Das Atomabkommen mit dem Iran nannte Trump «den schlechtesten Deal aller Zeiten» und kündigte an, «ihn in der Luft zu zerreissen», sollte er die Wahl gewinnen. Die UN-Resolution 2334 hatte er scharf kritisiert und als «Dolchstoss in den Rücken Israels» bezeichnet. Und als besonderes Zückerchen hatte er gelobt, die US-Botschaft aus Tel Aviv nach Jerusalem zu verlegen und damit auch Israels alleinigen Anspruch auf die heilige Stadt anzuerkennen (was ausser Israel selbst kein anderes Land tut). Als seinen Botschafter in Israel berief Trump den Hardliner David Friedman, der Israel rät, die Westbank zu annektieren.

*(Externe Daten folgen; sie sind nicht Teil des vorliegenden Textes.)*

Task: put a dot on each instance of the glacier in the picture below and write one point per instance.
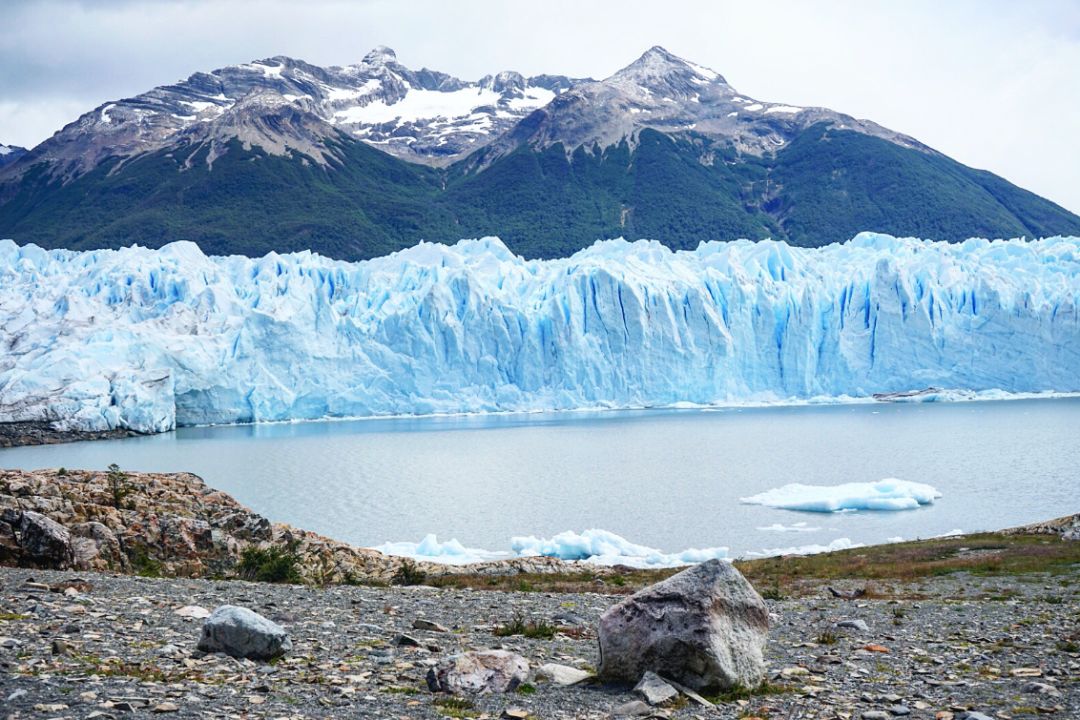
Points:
(148, 340)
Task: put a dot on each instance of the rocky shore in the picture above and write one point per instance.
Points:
(174, 525)
(961, 628)
(99, 646)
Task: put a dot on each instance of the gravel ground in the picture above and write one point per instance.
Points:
(116, 647)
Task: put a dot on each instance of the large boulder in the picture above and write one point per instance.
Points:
(39, 541)
(242, 633)
(704, 627)
(478, 671)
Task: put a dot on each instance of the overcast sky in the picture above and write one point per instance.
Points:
(993, 83)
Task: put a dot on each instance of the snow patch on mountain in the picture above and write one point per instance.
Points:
(150, 339)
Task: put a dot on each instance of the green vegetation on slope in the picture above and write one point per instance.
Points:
(823, 187)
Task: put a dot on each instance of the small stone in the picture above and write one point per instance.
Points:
(634, 708)
(192, 611)
(1040, 689)
(562, 675)
(653, 690)
(478, 671)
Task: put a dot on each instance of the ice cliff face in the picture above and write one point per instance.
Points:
(151, 339)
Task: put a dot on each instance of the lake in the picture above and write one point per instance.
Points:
(669, 479)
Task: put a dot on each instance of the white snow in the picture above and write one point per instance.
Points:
(887, 494)
(592, 546)
(150, 339)
(420, 105)
(788, 109)
(340, 94)
(606, 547)
(703, 71)
(201, 106)
(813, 548)
(796, 527)
(535, 97)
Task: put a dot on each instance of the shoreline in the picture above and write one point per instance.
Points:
(42, 432)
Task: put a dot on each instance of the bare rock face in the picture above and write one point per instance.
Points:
(478, 671)
(242, 633)
(704, 628)
(36, 541)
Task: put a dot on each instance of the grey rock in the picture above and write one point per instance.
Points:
(704, 627)
(634, 708)
(478, 671)
(41, 542)
(1040, 689)
(562, 675)
(653, 690)
(242, 633)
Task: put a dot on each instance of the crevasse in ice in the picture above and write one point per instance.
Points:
(150, 339)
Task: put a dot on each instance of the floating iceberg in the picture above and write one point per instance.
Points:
(606, 547)
(838, 544)
(887, 494)
(449, 553)
(592, 546)
(152, 339)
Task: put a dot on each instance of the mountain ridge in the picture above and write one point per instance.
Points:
(282, 154)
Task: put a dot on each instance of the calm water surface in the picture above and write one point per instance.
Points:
(667, 479)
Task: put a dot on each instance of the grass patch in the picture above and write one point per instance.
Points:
(741, 692)
(532, 629)
(827, 638)
(145, 566)
(408, 574)
(270, 565)
(455, 707)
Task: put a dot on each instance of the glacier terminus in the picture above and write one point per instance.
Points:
(148, 340)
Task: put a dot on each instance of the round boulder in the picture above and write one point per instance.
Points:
(242, 633)
(704, 627)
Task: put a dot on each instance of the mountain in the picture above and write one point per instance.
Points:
(360, 161)
(10, 153)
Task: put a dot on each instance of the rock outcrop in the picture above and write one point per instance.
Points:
(704, 627)
(174, 525)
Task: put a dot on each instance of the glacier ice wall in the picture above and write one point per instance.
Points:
(149, 339)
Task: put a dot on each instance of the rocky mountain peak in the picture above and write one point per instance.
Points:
(380, 55)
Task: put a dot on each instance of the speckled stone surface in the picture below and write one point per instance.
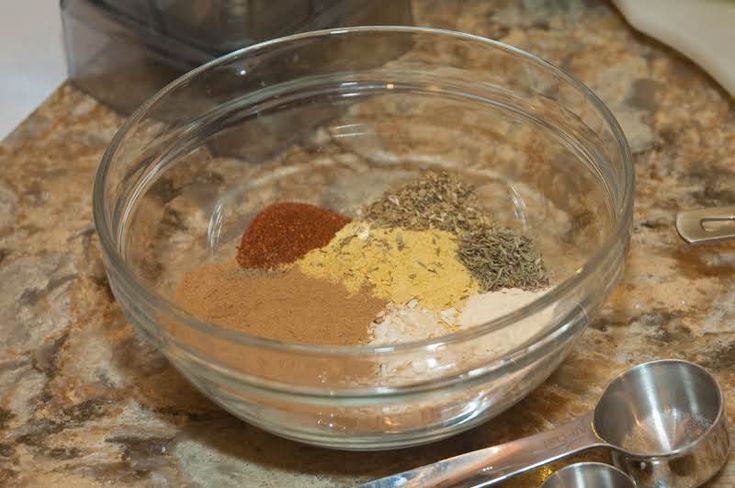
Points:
(84, 402)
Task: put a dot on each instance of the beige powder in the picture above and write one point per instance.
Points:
(288, 306)
(396, 265)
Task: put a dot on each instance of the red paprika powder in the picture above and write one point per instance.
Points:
(283, 232)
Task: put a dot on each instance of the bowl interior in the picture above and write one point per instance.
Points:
(335, 119)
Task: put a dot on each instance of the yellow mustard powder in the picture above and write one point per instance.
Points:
(394, 264)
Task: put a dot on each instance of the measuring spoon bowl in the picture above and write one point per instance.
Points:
(589, 475)
(666, 422)
(663, 422)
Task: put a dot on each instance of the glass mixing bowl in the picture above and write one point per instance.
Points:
(334, 118)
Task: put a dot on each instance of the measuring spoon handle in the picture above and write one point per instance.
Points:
(486, 467)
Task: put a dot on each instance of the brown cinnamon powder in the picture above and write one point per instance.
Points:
(287, 306)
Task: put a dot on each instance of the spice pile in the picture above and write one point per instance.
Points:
(423, 261)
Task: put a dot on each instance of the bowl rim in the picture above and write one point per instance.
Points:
(617, 233)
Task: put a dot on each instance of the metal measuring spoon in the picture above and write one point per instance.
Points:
(691, 224)
(589, 475)
(663, 421)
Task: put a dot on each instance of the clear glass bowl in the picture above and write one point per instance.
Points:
(334, 118)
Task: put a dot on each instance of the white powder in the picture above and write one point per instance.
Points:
(411, 322)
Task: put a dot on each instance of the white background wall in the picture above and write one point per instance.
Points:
(31, 57)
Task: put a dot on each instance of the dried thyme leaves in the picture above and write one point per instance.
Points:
(499, 258)
(438, 200)
(496, 257)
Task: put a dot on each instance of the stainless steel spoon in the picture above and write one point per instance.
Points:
(692, 224)
(589, 475)
(663, 421)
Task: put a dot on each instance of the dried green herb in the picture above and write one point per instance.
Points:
(497, 257)
(500, 258)
(437, 200)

President Trump is right. I built a wall along Israel's southern border. It stopped all illegal immigration. Great success. Great idea 🇮🇱🇺🇸
— Benjamin Netanyahu (@netanyahu) January 28, 2017
Rosh Hashanah, Yom Kippur, Hanukkah, alles zusammen. So gross war die Freude Netanjahus, dass er ohne Not Trumps geplante Mauer lobte und damit Mexiko vor den Kopf stiess. Als einer der ersten ausländischen Regierungschefs erhielt er ausserdem eine Einladung ins Weisse Haus. Nach acht Jahren mehr oder weniger offener Feindseligkeit standen die Zeichen auf Bromance.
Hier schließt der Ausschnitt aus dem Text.